[haskell-llvm] target dependent vector operations

Thu May 24 11:59:30 BST 2012

  I am currently using my llvm-extra package for target dependent vector 
operations. E.g. I provide a 'max' operation for vectors. If SSE is 
present and a 'max' of Float vectors is required, then this operation is 
split into 'maxps' calls on chunks of the vector. If AVX is present and 
the vector is large enough, then 'vmaxps' should be used. More variants 
exist for Double, Int8, Int16, Int32. If no native 'max' instruction is 
available then compose the function from 'neg', 'cmp', 'select'.
  It works somehow but I got the impression that I am not following the 
correct way.
  1. I use the cpuid instruction for detection of available features.

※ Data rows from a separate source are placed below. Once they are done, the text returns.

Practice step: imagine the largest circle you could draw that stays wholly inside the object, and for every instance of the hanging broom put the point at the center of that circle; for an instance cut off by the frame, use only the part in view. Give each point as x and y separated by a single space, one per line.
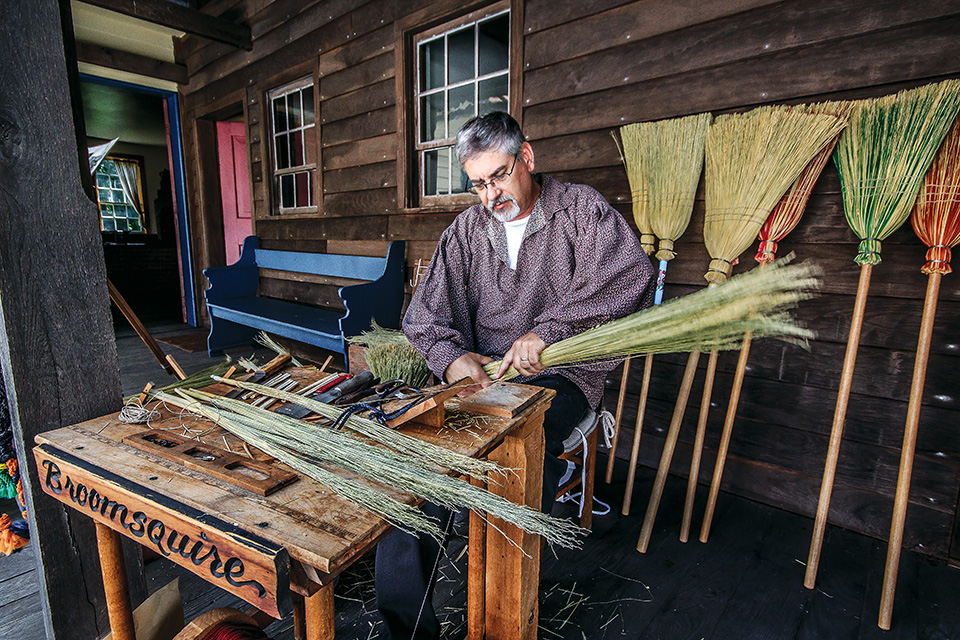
751 160
882 158
936 220
784 218
634 153
675 161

This 
will fail for cross-compilation. Unfortunately I have not access to LLVM's 
Subtarget detection via the C interface.
  2. Even if I succeed to access the Subtarget detection via C++ glue code, 
I think that Subtargets specific code should be inserted at a later step. 
Currently I insert the target specific intrinsics when generating the LLVM 
code, that is, before optimization and code generation. However LLVM 
already does target specific code generation for the built-in instructions 
like 'fadd' and common intrinsics like 'exp'. I like to insert my 
enhancements at the same place or at least close to them. I think this 
must be after optimization and before or within code generation.
  3. I think many applications including non-Haskell applications could 
benefit from such optimizations. One could try to add more intrinsics to 
the core LLVM library. But it sounds more reasonable to write some stuff 
that can be plugged in by programmers who really do vector computations. 
By including such an extended vector operation collection a set of generic 
intrinsics like 'max' should become available that are then optimally 
encoded to the target architecture.

Are my concerns correct and is writing an LLVM pass the right answer? If 
yes, has someone experiences with writing an LLVM pass in Haskell and 
inserting it in the compiler pipeline? How to cope with the DAG structure? 
I know there was a GSoC proposal for it 2010 but did it come reality? Or 
is there a tutorial for writing a simple LLVM pass at all?